My session with David Van Eck was fantastic. David Van Eck has many years of experience working on bodies and teaching massage therapy at the Ann Arbor Institute of Massage Therapy before they closed their doors about a year ago. He taught myofascial release based on Ida Rolf’s structural integration methods and Thomas Myers’ fascial work. In addition, he assisted school owner, Jocelyn Granger, with teaching neuromuscular therapy.

I decided to see David because I was having some some right sided wrist, forearm and shoulder pain along with low back achyness and tightness. Before and during the session, David systematically checked my alignment for imbalances, my muscles for trigger points, and my fascia for restrictions. First off, he went straight to work on my deep rotator cuff muscles; the rotator cuff consists of a group of four muscles that hold the shoulder joint in place. Receiving neuromuscular therapy and trigger point release work on this area is not for the faint of heart. It was very intense, occasionally bordering on painful but I was able to breathe deeply through the discomfort, allowing resistance to melt and eventually the trigger points and restrictions released. This process took quite a bit of time and I was relieved and felt freed when it was over.

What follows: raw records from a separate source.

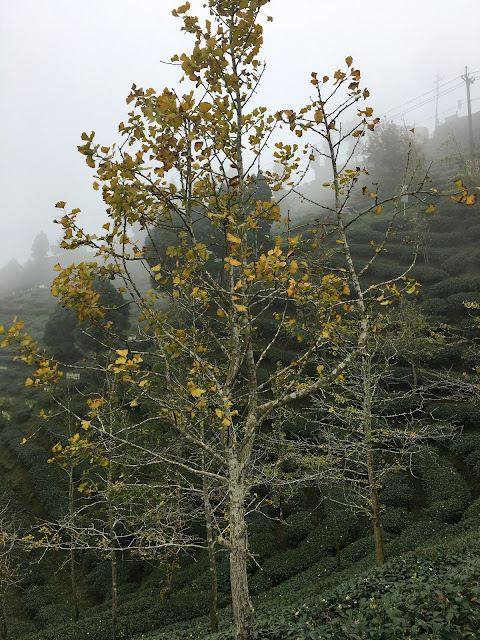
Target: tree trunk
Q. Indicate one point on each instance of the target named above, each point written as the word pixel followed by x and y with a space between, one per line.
pixel 376 513
pixel 3 621
pixel 211 559
pixel 113 559
pixel 243 611
pixel 73 576
pixel 375 509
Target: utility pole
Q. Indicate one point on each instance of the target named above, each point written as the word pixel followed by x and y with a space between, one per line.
pixel 468 81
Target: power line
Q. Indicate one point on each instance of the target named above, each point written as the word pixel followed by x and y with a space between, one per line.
pixel 419 97
pixel 431 99
pixel 423 95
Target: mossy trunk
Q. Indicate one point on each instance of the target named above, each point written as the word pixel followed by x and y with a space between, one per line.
pixel 243 611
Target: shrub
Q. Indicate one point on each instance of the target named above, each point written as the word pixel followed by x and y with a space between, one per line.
pixel 451 286
pixel 427 274
pixel 455 301
pixel 297 526
pixel 396 519
pixel 447 491
pixel 435 307
pixel 455 264
pixel 396 492
pixel 459 413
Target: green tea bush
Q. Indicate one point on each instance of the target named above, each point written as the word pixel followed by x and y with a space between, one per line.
pixel 447 491
pixel 455 301
pixel 361 548
pixel 403 253
pixel 451 286
pixel 453 239
pixel 386 271
pixel 467 446
pixel 426 274
pixel 100 579
pixel 435 307
pixel 455 264
pixel 52 613
pixel 436 255
pixel 471 516
pixel 37 597
pixel 297 526
pixel 396 492
pixel 460 413
pixel 366 235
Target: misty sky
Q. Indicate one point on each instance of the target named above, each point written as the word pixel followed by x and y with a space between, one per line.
pixel 67 66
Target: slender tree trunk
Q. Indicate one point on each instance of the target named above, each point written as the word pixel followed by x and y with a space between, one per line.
pixel 211 559
pixel 3 621
pixel 376 514
pixel 243 611
pixel 113 563
pixel 113 556
pixel 336 533
pixel 414 373
pixel 73 576
pixel 375 508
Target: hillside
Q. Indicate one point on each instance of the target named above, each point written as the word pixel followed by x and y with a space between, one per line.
pixel 310 573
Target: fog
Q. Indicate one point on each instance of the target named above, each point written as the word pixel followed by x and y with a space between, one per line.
pixel 68 66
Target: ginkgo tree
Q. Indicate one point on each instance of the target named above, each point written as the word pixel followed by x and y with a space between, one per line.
pixel 188 161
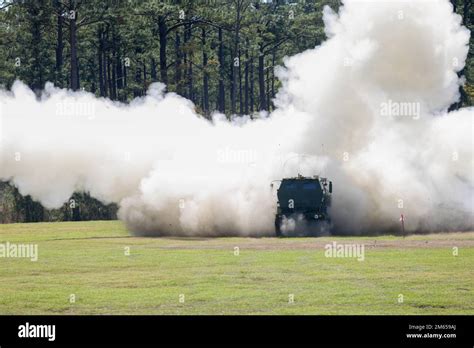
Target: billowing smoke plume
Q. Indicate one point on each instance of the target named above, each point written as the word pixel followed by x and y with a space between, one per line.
pixel 367 109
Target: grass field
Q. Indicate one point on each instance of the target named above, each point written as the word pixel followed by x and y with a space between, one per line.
pixel 88 259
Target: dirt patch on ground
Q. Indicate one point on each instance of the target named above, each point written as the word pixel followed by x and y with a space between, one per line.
pixel 460 240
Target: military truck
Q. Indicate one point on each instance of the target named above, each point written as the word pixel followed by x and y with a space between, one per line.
pixel 303 199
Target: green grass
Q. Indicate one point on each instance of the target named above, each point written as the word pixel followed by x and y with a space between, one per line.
pixel 88 259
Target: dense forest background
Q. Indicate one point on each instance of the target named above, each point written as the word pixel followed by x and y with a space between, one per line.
pixel 220 54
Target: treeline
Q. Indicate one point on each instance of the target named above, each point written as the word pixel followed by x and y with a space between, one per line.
pixel 17 208
pixel 220 54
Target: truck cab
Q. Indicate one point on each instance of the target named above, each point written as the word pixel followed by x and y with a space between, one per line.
pixel 303 198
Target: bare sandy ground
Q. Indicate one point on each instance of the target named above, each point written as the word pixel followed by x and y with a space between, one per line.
pixel 438 240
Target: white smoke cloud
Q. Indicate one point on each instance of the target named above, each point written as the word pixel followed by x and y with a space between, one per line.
pixel 367 108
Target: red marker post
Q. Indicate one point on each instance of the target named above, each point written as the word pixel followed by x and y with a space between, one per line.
pixel 402 220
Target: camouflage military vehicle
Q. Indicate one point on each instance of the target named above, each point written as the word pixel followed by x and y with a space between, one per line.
pixel 304 199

After addressing my symptomatic shoulder, David checked the opposite shoulder and found no need to do work on that side. He then spent some time releasing my neck muscles, a place where I carry a lot of tension, due to years throwing my head around in African dance classes. Eventually he worked his way down my right arm and spent a long time working on forearm muscles and fascia. All of this work was quite deep and occasionally a bit uncomfortable, however I never found myself in a place where I felt like I needed to resist or recoil. Throughout the course of the session, as more and more of my patterns released, I could feel myself getting lighter and more spacious, with energy moving more freely in my body. I noticed my temperature dropping and a peaceful feeling overtaking me.

I was able to add on an extra 15 minutes to the hour long scheduled session in order for David to spend time on my psoas muscles which are deep in the pelvis, connecting the pelvis and spine to the top of the thigh. These little buggers often contribute to low back discomfort, imbalances and tightness. Both of my psoas muscles took a long time to release, but release they finally did, which made a huge impact on my lower back tightness. After the session I felt a little tender and vulnerable. I rested that evening, took a long epsom salt bath, and drank plenty of water. I was surprised that I didn’t have any any soreness the next day; rather I felt pain free and energized.